If you don't have a well-practiced plan in place for how to respond to ransomware (or any other cyberattack), then you won't know who needs to do what when the inevitable happens. Training and practicing are why the Red Bull Formula 1 team can change all four tires on a race car in 1.82 seconds. That's less time than it takes to read that last sentence aloud. While we may not be able to recover from a ransomware attack in 1.82 seconds, having a plan and making sure everyone in your organization knows their part can greatly reduce your time offline. Not only is it incredibly hard to know how effective and efficient your plan is without trying it, but there will be nuances and subtleties to each step. You don't want to learn by time-consuming trial and error when disaster strikes — whether that's a cyberattack or a jet engine flameout.

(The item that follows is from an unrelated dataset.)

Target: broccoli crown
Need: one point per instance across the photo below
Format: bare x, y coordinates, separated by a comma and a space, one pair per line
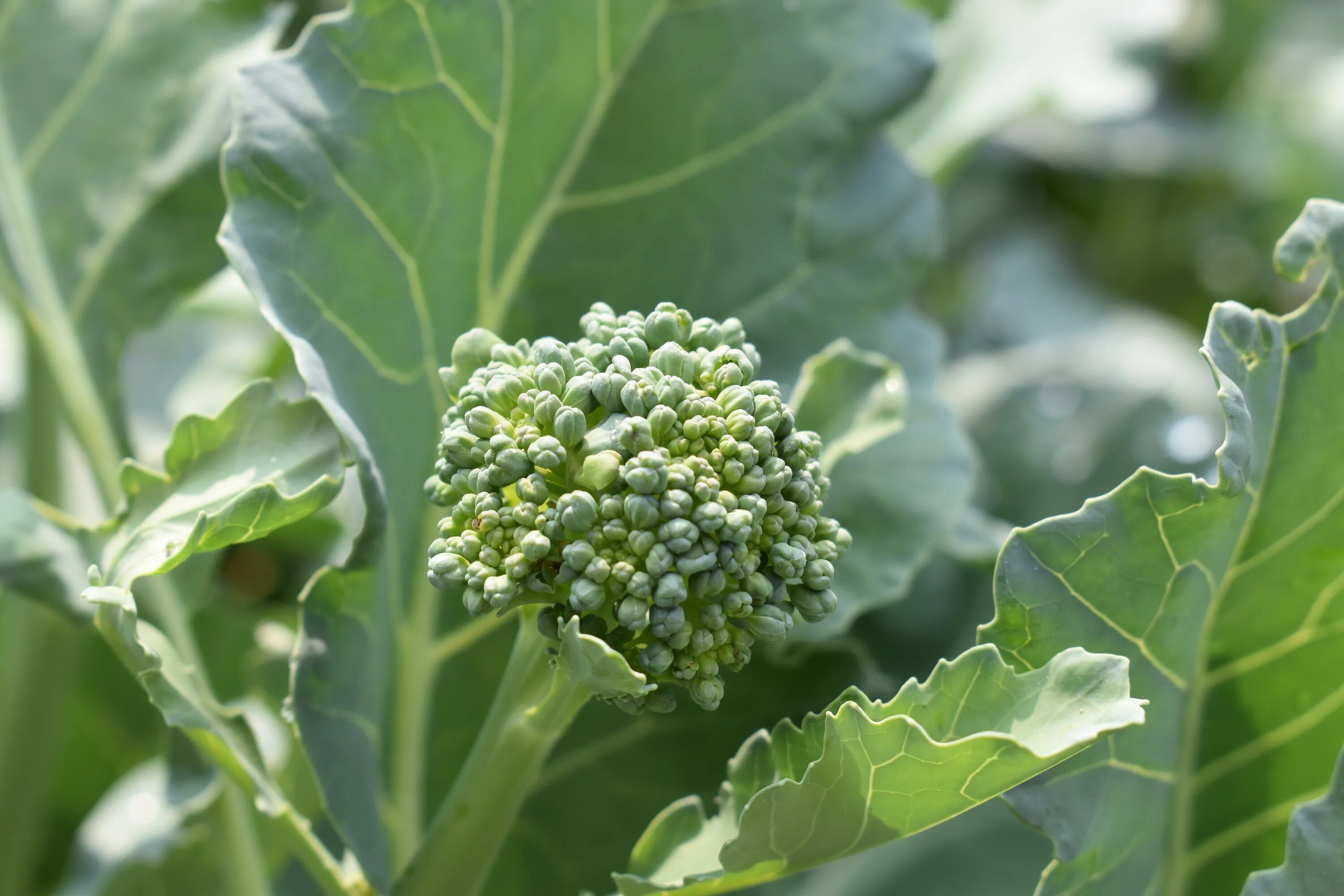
640, 478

Add Resilience to Your Plan
Having a practiced plan is great, but if that plan is "We will manually re-image every machine our employees have at home and we won't let anyone reconnect until it's done," then it's not going to cut it in practice. That's why tooling and technology will play a critical role in recovery.
You need tools to allow remote actions on your endpoints, at scale, so that you can remove the attacks and restore applications and data. The most important attribute of those tools, however, is that they are resilient. Not necessarily resistant, but resilient. Resilience is about the ability to bound back up when knocked down.
When dealing with many sorts of cyberattacks, the most reliable and effective way to remove malware is to reinstall the operating system and start from scratch. Genuinely persistent and resilient tools that automatically reinstall themselves from a PC's BIOS, even after the entire disk has been wiped or replaced, are game changers. If you have installed tools like this in advance, you can install, restore, and/or reactivate anti-malware tools when you're faced with a crippling attack. If that fails, you can apply the "scorched-earth" approach: Wipe everything and retain remote control of the machine so you can restore users' applications and data.
Mitigate Risk Through Recovery
The final part of the equation is risk management. Whole books have been written about cybersecurity risk management but the critical aspect is, yet again, you must do it in advance. By planning for an attack, you are forced to think about how you minimize risks to your organization when — not if — one of your machines is breached.
This premise is what makes the zero-trust architecture so successful. We don't implicitly trust machines, services, or networks because we expect that eventually any one of them may be compromised. Instead, we focus on minimizing the chances that an infection on one machine will cause a problem on another.
Don't be the next victim. Identify and understand key risks. Make strategic decisions to minimize risks. Train your team. Prepare for success.